Plympton-Wyoming students are learning the stories of children in residential schools

Heather Wright Photo Students from Plympton-Wyoming Public School were learning about residential schools during Treaty Week. The students learned the story of Chanie Wenjack who ran away from the Kenora residential school he was forced to attend.

Heather Wright/The Independent

Small, solemn hands reach up to touch Chanie Wenjack.

The children from Plympton-Wyoming Public School have just learned the little boy’s story. Chanie was one of thousands of Indigenous kids who were taken from parents to go to residential schools across Canada. Chanie, who was just six, ran away and died while trying to walk 600 kilometres home.
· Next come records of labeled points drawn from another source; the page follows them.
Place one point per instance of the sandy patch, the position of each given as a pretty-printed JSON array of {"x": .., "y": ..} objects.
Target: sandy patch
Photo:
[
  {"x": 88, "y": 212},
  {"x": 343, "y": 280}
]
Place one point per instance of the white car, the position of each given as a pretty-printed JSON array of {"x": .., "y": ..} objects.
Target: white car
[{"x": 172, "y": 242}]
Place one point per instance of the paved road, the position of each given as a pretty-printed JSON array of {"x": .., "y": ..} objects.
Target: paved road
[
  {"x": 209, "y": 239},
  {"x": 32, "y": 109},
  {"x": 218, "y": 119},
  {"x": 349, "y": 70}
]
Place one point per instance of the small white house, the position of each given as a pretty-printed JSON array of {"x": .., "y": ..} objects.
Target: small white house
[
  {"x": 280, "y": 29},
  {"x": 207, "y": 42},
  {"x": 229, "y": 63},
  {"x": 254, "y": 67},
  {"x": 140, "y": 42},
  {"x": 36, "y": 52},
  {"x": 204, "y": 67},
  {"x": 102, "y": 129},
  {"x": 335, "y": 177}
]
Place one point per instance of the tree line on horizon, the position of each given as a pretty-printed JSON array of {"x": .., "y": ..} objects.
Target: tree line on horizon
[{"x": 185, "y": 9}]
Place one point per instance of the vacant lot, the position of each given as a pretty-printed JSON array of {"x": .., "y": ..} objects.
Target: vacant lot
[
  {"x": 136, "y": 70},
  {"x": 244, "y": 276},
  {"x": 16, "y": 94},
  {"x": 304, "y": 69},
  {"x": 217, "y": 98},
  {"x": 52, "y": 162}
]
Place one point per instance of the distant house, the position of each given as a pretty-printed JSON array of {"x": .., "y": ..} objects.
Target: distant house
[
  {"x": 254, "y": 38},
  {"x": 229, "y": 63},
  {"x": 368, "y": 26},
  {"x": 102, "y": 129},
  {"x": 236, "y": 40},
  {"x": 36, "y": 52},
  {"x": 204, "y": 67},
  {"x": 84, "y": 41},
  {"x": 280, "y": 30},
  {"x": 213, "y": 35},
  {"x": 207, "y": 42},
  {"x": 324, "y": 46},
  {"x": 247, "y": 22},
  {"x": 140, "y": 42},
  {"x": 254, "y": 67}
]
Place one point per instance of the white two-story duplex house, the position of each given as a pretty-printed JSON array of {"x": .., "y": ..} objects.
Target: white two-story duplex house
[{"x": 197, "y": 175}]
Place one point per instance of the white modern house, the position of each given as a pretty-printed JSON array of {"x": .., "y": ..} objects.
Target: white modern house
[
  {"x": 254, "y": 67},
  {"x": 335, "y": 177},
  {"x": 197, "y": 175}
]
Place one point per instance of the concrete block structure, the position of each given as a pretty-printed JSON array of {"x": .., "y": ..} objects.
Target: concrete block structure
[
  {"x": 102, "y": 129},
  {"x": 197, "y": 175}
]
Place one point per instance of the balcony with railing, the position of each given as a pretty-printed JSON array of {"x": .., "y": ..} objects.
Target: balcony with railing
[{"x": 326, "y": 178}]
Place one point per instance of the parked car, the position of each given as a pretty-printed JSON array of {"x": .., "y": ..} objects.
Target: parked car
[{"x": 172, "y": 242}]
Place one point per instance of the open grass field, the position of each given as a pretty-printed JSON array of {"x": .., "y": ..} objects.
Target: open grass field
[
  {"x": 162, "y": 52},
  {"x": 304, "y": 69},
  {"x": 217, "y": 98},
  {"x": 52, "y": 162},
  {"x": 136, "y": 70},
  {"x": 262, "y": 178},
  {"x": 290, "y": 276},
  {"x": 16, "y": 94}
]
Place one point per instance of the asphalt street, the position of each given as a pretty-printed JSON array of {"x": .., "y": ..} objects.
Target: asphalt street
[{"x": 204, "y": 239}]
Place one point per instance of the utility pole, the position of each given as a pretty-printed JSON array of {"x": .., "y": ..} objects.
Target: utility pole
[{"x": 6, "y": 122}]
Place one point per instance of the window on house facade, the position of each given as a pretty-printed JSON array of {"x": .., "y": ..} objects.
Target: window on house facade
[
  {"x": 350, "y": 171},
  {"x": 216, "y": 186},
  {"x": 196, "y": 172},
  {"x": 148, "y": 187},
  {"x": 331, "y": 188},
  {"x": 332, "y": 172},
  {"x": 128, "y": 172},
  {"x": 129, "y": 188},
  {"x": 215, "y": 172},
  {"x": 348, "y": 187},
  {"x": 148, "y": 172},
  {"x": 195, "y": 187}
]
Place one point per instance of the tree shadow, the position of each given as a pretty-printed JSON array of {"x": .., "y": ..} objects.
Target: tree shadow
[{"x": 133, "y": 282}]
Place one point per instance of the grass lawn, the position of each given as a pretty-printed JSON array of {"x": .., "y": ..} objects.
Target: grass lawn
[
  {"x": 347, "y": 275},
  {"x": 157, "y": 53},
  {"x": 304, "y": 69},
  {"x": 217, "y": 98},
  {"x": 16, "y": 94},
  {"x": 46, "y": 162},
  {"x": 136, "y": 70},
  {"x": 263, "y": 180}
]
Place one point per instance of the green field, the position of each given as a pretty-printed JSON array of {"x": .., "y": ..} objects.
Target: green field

Maggie Lynch is one of the teachers telling the young students the nation’s dark history during Treaty Week.

“There are some hard conversations, but they’ve been very enlightening, and the children have been very engaged and open and interested. So it’s been quite powerful… the older children are even asking some hard questions about what was really going on. And we’re answering it truthfully. And I think it’s just improving their empathy.
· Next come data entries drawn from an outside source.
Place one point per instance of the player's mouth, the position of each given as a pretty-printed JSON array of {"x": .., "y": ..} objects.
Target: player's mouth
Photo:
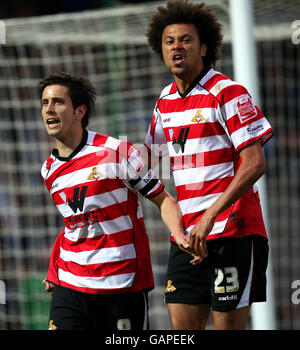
[
  {"x": 177, "y": 59},
  {"x": 52, "y": 122}
]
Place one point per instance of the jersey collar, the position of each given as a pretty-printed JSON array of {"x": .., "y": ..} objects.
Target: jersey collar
[
  {"x": 77, "y": 149},
  {"x": 194, "y": 82}
]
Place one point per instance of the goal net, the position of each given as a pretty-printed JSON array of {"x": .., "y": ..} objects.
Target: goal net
[{"x": 109, "y": 47}]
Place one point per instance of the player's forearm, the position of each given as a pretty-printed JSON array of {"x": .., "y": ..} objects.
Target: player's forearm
[
  {"x": 251, "y": 169},
  {"x": 170, "y": 213}
]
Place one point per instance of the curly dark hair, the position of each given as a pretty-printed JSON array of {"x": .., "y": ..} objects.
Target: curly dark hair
[
  {"x": 182, "y": 11},
  {"x": 80, "y": 90}
]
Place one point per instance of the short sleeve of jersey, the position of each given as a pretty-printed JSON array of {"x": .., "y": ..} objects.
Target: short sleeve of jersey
[
  {"x": 155, "y": 141},
  {"x": 138, "y": 177},
  {"x": 243, "y": 120}
]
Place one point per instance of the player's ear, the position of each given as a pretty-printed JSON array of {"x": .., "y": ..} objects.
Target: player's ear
[
  {"x": 203, "y": 49},
  {"x": 80, "y": 111}
]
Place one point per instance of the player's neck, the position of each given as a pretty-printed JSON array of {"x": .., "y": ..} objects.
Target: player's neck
[
  {"x": 68, "y": 145},
  {"x": 185, "y": 81}
]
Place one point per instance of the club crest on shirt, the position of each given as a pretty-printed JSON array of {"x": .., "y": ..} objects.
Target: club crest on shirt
[
  {"x": 198, "y": 117},
  {"x": 95, "y": 174},
  {"x": 246, "y": 109},
  {"x": 169, "y": 287},
  {"x": 52, "y": 326}
]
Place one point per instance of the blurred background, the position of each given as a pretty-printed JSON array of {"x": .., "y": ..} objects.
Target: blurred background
[{"x": 105, "y": 40}]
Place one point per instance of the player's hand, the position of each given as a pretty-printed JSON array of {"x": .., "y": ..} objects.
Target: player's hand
[
  {"x": 183, "y": 243},
  {"x": 49, "y": 287},
  {"x": 199, "y": 233}
]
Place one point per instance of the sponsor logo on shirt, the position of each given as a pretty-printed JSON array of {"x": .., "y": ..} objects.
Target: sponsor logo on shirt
[
  {"x": 198, "y": 117},
  {"x": 95, "y": 174},
  {"x": 246, "y": 109},
  {"x": 253, "y": 130}
]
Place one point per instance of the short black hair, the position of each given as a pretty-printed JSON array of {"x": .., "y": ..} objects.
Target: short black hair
[
  {"x": 80, "y": 90},
  {"x": 182, "y": 11}
]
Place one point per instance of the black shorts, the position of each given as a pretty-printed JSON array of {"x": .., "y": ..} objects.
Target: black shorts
[
  {"x": 72, "y": 310},
  {"x": 231, "y": 277}
]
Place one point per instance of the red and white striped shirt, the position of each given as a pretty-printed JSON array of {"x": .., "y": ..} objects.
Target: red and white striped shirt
[
  {"x": 203, "y": 132},
  {"x": 104, "y": 247}
]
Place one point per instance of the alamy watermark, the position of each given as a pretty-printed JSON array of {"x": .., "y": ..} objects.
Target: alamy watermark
[
  {"x": 2, "y": 33},
  {"x": 296, "y": 32},
  {"x": 296, "y": 294},
  {"x": 2, "y": 292}
]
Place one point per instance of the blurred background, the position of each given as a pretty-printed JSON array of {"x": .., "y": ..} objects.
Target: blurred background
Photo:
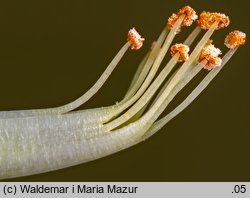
[{"x": 52, "y": 51}]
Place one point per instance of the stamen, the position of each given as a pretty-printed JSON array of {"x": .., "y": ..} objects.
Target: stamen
[
  {"x": 135, "y": 39},
  {"x": 235, "y": 39},
  {"x": 211, "y": 54},
  {"x": 182, "y": 50},
  {"x": 190, "y": 16},
  {"x": 207, "y": 19}
]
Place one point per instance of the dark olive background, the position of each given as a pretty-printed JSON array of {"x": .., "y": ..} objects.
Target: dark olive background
[{"x": 52, "y": 51}]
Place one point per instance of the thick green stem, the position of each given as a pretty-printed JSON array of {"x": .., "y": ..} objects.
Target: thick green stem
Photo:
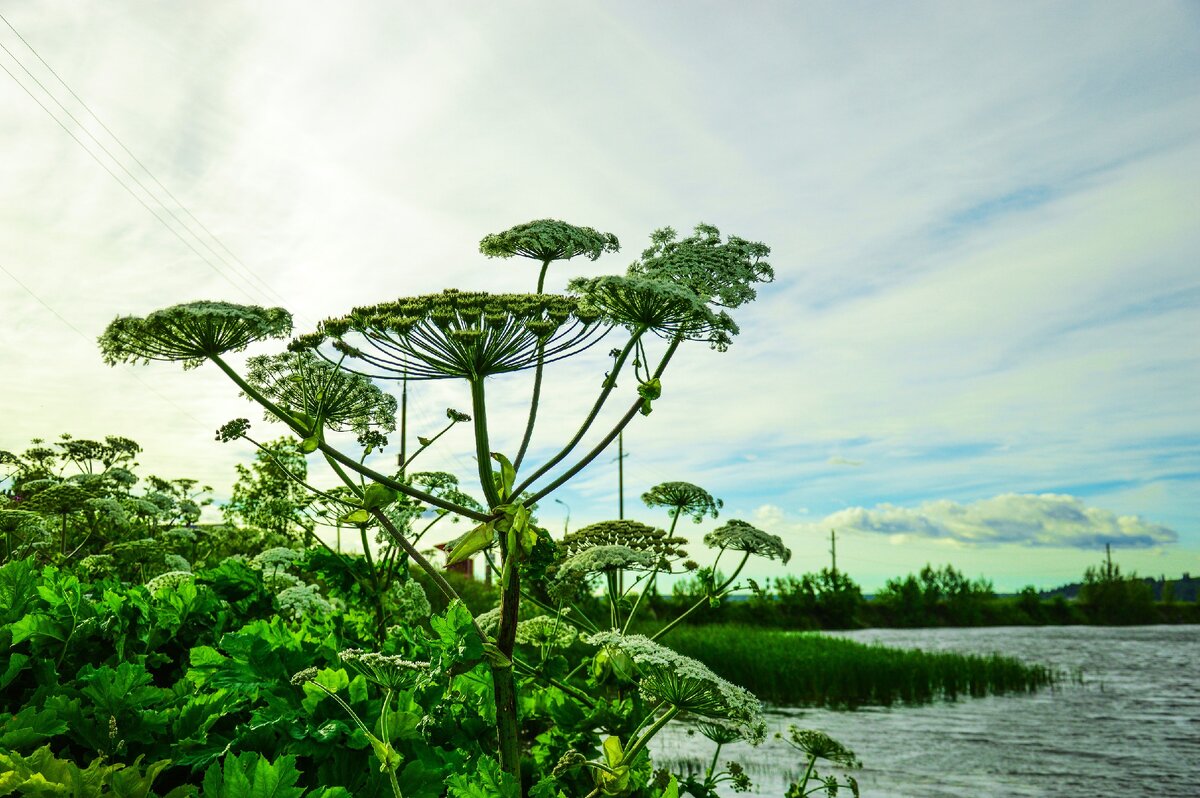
[
  {"x": 712, "y": 767},
  {"x": 575, "y": 693},
  {"x": 654, "y": 729},
  {"x": 407, "y": 490},
  {"x": 607, "y": 439},
  {"x": 702, "y": 601}
]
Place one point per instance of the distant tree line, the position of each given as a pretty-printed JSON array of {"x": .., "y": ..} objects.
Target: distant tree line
[{"x": 935, "y": 597}]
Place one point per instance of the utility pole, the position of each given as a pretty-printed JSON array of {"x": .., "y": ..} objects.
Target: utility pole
[
  {"x": 621, "y": 495},
  {"x": 567, "y": 522}
]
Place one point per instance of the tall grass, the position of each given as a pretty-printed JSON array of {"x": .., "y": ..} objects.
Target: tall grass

“The little ones, they can imagine, they wouldn’t want to be in the shoes of Chanie Wenjack.”

After learning the story of Chanie, the entire school walked through Wyoming Nov. 4, then tied orange ribbons at a tree in Canton Park.

Lynch is keen to teach about residential schools saying even as a university history major, she learned nothing about the horrors of the schools and our government’s role in them.
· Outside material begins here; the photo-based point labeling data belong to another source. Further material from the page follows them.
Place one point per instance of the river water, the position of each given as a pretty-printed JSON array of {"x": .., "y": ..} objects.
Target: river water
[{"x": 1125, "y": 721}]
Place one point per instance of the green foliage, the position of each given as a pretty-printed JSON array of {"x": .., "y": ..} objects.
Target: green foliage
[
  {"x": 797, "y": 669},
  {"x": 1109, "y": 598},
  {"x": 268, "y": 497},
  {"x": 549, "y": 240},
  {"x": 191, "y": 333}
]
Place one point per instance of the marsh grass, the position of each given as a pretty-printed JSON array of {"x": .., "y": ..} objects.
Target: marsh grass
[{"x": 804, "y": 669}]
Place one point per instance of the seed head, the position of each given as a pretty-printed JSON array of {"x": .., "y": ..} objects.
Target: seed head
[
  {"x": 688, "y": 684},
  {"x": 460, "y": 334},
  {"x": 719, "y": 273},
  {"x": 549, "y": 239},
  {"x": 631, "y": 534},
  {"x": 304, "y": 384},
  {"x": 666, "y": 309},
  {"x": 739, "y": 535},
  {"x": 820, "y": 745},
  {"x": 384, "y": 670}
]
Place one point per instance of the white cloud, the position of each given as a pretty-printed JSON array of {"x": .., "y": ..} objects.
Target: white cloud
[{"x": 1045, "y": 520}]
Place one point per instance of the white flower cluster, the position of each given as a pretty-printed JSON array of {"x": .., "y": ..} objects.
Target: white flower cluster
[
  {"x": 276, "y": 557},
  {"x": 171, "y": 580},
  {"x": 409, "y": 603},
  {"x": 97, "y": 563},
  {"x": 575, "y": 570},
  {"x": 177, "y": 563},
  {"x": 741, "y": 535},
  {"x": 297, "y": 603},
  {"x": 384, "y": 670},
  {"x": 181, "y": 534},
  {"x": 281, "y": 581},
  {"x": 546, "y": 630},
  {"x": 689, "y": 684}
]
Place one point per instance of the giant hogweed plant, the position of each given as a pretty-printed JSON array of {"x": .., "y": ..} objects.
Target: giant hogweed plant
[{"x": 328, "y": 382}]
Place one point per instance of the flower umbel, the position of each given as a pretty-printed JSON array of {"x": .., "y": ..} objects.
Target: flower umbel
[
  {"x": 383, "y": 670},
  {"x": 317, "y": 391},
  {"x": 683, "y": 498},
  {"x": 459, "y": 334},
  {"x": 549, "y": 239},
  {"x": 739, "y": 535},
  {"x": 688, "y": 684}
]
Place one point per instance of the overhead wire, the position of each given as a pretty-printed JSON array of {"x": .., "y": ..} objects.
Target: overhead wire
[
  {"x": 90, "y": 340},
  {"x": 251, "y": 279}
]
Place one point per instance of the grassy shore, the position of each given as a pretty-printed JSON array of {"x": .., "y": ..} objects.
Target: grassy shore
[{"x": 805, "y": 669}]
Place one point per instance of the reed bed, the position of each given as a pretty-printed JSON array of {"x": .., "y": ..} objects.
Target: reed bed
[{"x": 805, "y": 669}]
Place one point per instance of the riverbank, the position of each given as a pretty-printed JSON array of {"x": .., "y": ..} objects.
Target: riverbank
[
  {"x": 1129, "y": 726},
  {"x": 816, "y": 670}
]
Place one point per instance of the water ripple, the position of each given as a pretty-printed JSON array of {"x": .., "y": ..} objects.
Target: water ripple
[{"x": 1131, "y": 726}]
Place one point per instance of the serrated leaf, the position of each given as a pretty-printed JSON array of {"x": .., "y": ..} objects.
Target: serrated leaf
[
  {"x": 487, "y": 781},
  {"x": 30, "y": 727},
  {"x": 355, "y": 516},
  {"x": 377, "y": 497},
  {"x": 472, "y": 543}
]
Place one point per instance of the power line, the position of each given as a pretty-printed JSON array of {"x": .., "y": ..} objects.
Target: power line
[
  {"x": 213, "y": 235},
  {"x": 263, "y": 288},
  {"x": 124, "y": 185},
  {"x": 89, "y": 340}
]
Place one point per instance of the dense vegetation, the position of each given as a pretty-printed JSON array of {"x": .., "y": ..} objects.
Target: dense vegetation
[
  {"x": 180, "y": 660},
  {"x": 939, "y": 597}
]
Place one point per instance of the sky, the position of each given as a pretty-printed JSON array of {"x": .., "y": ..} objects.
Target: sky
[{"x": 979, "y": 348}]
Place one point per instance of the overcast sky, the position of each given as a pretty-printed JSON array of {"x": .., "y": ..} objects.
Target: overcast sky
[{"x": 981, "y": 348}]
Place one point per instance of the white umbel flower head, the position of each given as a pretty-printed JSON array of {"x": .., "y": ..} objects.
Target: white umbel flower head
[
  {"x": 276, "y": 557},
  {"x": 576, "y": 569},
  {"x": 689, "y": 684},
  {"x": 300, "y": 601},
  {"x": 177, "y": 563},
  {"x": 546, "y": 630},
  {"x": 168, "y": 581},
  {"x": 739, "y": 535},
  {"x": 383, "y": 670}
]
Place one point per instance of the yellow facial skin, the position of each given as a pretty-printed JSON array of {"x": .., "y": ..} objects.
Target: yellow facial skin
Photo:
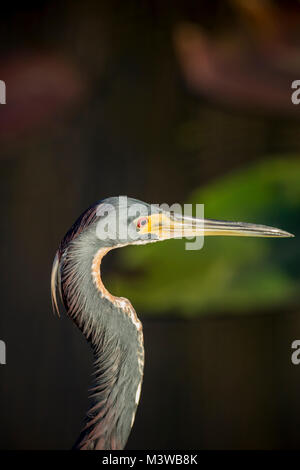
[{"x": 166, "y": 227}]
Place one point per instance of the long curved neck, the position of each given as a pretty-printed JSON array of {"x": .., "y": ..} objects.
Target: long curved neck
[{"x": 111, "y": 326}]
“We never talked about this. And I know that’s similar with some other teachers as well. So we are learning as we’re going and we’re sharing our knowledge and our understanding and our compassion with the younger ones. So hopefully, it’ll open up their hearts and understanding.”

Lynch says learning and sharing the stories now will make Canada stronger in the end. “We should know better if you want to do better.”